Raises a ValueError if the number of given labels is not two or if an invalid join method is specified.

Parameters
  • vaues_1 (dict) – Left side of the join.

  • values_2 (dict) – Right side of the join.

  • join (enum['inner', 'outer', 'left-outer', 'right-outer'], default='inner') – Join method identifier.

Return type

dict

Raises

ValueError

openclean.function.value.base.normalize(values, normalizer, keep_original=False, labels=None)

Normalize frequency counts in a given dictionary. Expects a dictionary where keys are mapped to numeric values. Applies the given normalization function on all values. Returns a dictionary where keys are mapped to the normalized values.

If the keep_original flag is True, the original values are also included in the result. In this case, the keys in the resulting dictionary are mapped to dictionaries with two values. The default key values for the nested dictionary values are ‘absolute’ for the original value and ‘normalized’ for the normalized value. These names can be overridden by providing a list or tuple of labels with exactly two elements.

Parameters
  • values (dict) – Dictionary that maps arbitrary key values to numeric values.

  • normalizer (callable or openclean.function.value.base.ValueFunction,) – default=None Normalization function that will be used to normalize the numeric values in the given dictionary.

  • keep_original (bool, default=False) – If the keep original value is set to True, the resulting dictionary will map key values to dictionaries.

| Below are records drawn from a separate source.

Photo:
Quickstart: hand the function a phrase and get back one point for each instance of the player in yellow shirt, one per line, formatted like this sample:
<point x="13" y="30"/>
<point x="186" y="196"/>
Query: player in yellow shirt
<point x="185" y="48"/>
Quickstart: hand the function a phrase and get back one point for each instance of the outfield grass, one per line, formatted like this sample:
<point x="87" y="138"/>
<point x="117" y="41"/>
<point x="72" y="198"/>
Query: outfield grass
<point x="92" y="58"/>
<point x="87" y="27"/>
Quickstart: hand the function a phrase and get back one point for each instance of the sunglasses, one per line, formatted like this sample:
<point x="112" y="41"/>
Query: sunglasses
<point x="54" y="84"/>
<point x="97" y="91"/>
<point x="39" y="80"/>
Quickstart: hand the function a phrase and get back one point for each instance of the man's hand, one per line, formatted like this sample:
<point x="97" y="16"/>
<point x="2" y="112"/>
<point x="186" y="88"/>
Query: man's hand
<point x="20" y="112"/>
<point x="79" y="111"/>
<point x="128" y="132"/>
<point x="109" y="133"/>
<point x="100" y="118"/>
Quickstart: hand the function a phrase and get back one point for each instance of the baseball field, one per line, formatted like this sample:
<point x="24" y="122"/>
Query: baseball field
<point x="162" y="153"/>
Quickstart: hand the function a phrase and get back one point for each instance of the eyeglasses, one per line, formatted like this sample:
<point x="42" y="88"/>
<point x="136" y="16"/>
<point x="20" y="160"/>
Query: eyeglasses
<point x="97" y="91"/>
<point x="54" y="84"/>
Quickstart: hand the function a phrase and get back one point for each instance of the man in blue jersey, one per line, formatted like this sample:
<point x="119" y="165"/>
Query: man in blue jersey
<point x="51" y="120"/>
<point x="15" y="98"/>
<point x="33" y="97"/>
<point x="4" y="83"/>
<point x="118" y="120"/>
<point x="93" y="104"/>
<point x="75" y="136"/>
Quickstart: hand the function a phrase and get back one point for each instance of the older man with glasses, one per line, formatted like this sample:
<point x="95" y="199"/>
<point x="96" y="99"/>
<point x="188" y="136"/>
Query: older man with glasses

Each nested dictionary will have two elements, the original (‘absolute’) value and the normalized value.

  • labels (list or tuple, default=('absolute', 'normalized')) – List or tuple with exactly two elements. The labels will only be used if the keep_original flag is True. The first element is the label for the original value in the returned nested dictionary and the second element is the label for the normalized value.

Return type

dict

Raises

ValueError

openclean.function.value.base.to_value_function(arg)

Ensure that a given argument is a ValueFunction. If the arg is callable it will be wrapped. Otherwise, a constant value function is returned.

Parameters

arg (any) – Argument that is tested for being a ValueFunction.

Return type

openclean.function.value.base.ValueFunction